Author(s): Tatiana Kosmeda,Olena Kovalevsʹka / Language(s): Ukrainian
Issue: 55/2020
This article presents a critical analysis of the bilingual publication entitled A Lexicon of Polish and Ukrainian Active Phraseology (Leksykon aktywnej frazeologii polskiej i ukraińskiej / Leksykon pol′s′koï ta ukraïns′koï aktyvnoï frazeolohiï), compiled by Roman Tymoshuk, Wojciech Sosnowski, Maciej Jaskot and Yurii Ganoshenko. In the history of Ukrainian-Polish and Polish-Ukrainian phraseography of the twenty-first century, this is the second attempt at creating a bilingual phraseological dictionary, following the publication of A Concise Ukrainian-Polish Dictionary of Set Expressions: Lexical Equivalents, Phraseologisms, Proverbs and Sayings (Korotkyĭ ukraïns′ko-pol′s′kyĭ slovnyk ustalenykh vyraziv: Ekvivalenty slova, frazeolohizmy, prysliv′ia ta prykazky, Poznań and Kharkiv, 2017), compiled by Tetiana Kosmeda, Olena Homeniuk and Tetiana Osipova.
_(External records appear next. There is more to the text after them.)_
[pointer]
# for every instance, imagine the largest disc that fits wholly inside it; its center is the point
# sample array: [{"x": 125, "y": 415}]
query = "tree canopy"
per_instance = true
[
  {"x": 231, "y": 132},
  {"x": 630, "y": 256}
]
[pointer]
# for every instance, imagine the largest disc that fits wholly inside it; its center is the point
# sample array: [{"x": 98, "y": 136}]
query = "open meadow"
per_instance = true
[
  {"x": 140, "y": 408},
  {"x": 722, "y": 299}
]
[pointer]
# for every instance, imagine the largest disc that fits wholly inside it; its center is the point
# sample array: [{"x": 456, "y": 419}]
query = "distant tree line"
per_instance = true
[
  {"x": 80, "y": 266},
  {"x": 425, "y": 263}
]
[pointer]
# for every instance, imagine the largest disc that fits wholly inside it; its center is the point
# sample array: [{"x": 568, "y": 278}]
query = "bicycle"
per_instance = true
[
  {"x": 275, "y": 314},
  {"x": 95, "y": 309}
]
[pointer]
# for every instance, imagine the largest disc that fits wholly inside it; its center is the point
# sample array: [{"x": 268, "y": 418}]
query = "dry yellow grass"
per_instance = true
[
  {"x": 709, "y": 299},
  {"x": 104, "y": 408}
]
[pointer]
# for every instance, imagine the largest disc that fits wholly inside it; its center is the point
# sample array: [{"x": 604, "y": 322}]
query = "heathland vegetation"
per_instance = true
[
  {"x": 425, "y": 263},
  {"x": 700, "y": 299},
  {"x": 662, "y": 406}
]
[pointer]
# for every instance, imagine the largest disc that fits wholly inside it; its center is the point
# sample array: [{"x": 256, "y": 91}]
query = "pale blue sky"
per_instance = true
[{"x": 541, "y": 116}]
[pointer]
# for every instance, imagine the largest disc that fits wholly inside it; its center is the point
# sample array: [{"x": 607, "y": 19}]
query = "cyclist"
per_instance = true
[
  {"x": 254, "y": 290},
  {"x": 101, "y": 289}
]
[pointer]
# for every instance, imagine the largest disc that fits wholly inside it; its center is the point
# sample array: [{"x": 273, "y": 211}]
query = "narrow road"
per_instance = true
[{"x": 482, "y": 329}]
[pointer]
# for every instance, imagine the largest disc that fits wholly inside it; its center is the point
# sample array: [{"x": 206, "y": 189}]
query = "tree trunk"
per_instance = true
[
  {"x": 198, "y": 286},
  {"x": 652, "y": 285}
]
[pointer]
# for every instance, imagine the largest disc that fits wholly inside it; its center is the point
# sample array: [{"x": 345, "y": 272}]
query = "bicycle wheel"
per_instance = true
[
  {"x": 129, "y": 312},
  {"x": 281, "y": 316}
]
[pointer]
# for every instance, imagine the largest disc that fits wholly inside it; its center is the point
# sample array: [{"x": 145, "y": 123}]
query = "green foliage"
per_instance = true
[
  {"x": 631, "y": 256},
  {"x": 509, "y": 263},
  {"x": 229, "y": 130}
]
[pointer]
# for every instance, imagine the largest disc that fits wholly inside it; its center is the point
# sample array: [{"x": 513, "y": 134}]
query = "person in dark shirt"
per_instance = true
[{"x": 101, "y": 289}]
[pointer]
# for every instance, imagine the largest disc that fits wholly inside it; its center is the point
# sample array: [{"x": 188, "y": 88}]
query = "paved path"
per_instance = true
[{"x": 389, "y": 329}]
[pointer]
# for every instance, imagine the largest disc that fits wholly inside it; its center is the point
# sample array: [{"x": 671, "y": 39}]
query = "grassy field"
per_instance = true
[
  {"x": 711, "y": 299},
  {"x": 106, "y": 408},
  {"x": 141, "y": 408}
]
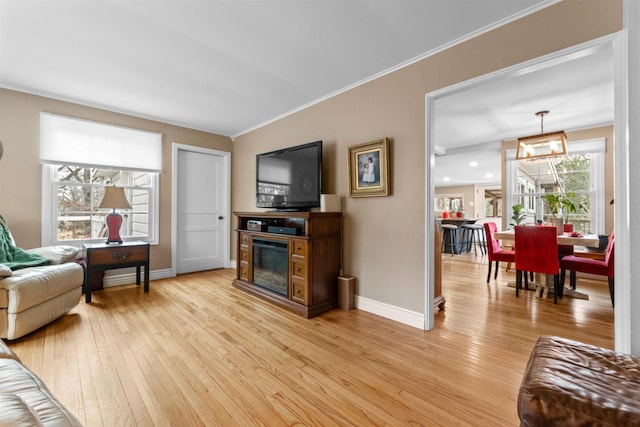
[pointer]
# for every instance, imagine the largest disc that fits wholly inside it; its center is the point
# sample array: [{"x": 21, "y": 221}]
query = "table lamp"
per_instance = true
[{"x": 114, "y": 198}]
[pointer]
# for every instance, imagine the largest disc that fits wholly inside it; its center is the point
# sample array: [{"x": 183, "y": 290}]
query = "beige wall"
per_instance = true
[
  {"x": 384, "y": 236},
  {"x": 21, "y": 172}
]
The distinctive feature of the reviewed dictionary is that it contains phraseologisms which are most widely used in everyday speech. The compilers developed an original conception: (1) Polish-Ukrainian and Ukrainian-Polish parts differ in content, as they were compiled independently, yet most popular phraseologisms are included in both parts; (2) the most representative set expressions in active use in both languages were selected on the basis of questionnaires and mass media material; (3) entries include illustrative material; (4) it has an optimal size – about 1,000 phraseological units.
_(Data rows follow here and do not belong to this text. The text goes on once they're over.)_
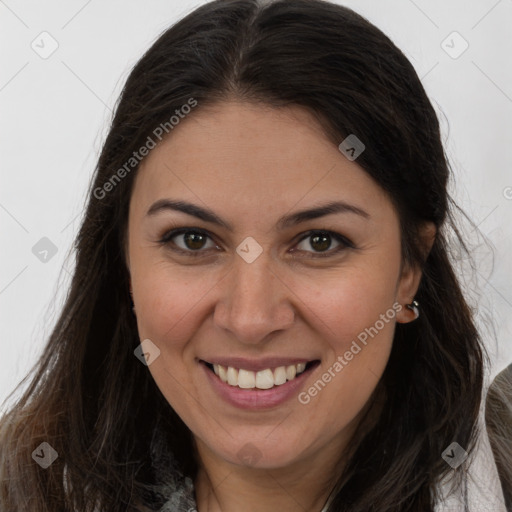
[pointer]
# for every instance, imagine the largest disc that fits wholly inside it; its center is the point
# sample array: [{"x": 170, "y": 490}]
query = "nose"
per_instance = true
[{"x": 255, "y": 301}]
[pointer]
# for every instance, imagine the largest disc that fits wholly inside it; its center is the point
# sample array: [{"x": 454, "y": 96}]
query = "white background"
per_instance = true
[{"x": 55, "y": 111}]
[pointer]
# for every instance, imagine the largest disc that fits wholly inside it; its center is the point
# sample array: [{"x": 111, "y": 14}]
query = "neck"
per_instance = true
[{"x": 304, "y": 485}]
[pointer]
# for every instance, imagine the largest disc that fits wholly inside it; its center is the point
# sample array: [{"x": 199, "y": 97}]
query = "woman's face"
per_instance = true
[{"x": 251, "y": 282}]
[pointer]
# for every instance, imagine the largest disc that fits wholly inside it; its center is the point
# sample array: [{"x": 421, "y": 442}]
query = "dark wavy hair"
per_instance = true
[{"x": 101, "y": 410}]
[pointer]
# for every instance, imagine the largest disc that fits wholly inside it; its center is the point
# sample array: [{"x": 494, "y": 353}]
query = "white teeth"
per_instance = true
[
  {"x": 263, "y": 379},
  {"x": 232, "y": 376},
  {"x": 279, "y": 375},
  {"x": 246, "y": 379},
  {"x": 291, "y": 371}
]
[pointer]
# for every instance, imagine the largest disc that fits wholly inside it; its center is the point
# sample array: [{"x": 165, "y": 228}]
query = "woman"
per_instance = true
[{"x": 263, "y": 314}]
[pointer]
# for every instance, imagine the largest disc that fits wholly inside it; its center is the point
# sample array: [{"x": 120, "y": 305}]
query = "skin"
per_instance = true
[{"x": 251, "y": 164}]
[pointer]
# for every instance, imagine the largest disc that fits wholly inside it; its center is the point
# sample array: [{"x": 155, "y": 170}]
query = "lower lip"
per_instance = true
[{"x": 256, "y": 399}]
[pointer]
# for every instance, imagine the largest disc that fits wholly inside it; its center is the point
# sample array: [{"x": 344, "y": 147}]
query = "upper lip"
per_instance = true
[{"x": 256, "y": 365}]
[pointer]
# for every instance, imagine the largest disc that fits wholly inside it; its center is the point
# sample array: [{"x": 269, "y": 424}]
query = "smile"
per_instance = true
[{"x": 267, "y": 378}]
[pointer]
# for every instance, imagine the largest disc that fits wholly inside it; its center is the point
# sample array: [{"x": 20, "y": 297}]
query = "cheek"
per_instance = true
[{"x": 356, "y": 319}]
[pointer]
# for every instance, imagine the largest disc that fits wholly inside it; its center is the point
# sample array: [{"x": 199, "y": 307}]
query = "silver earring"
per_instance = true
[{"x": 413, "y": 306}]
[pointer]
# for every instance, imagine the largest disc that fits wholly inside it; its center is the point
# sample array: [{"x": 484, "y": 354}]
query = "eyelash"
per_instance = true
[{"x": 345, "y": 242}]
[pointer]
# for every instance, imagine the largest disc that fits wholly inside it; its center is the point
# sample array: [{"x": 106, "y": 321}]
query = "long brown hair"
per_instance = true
[{"x": 99, "y": 408}]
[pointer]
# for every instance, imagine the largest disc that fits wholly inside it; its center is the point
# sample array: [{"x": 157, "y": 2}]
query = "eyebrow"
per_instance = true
[{"x": 283, "y": 223}]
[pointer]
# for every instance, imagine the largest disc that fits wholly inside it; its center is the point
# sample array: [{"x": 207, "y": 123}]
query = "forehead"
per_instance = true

On the other hand, the dictionary also has some drawbacks, such as: (1) it lacks key criteria for determining the status of the notion “active” phraseology; (2) it does not include slang phraseologisms which do not belong to literary language; (3) the meanings of phraseological units are described by means of simple syntactic structures which lack consistent criteria of clarity and comprehensibility of interpretation, and the dictionary does not cover all semantic potential and pragmatic information of the listed units; (4) excessively categorical interpretation of the notion zero equivalence; (5) not all entries contain stylistic labels, and those used are only of three types: slang, colloquial, vulgar; the label przyslowie/приказка (proverb) seems incorrect, as the compilers do not provide criteria of its separate status; (6) metalanguage of the dictionary is marked with some violations of orthographic and stylistic norms. Nevertheless, the dictionary has undoubtedly enriched the theory of phraseography, phraseographic practice and found its users.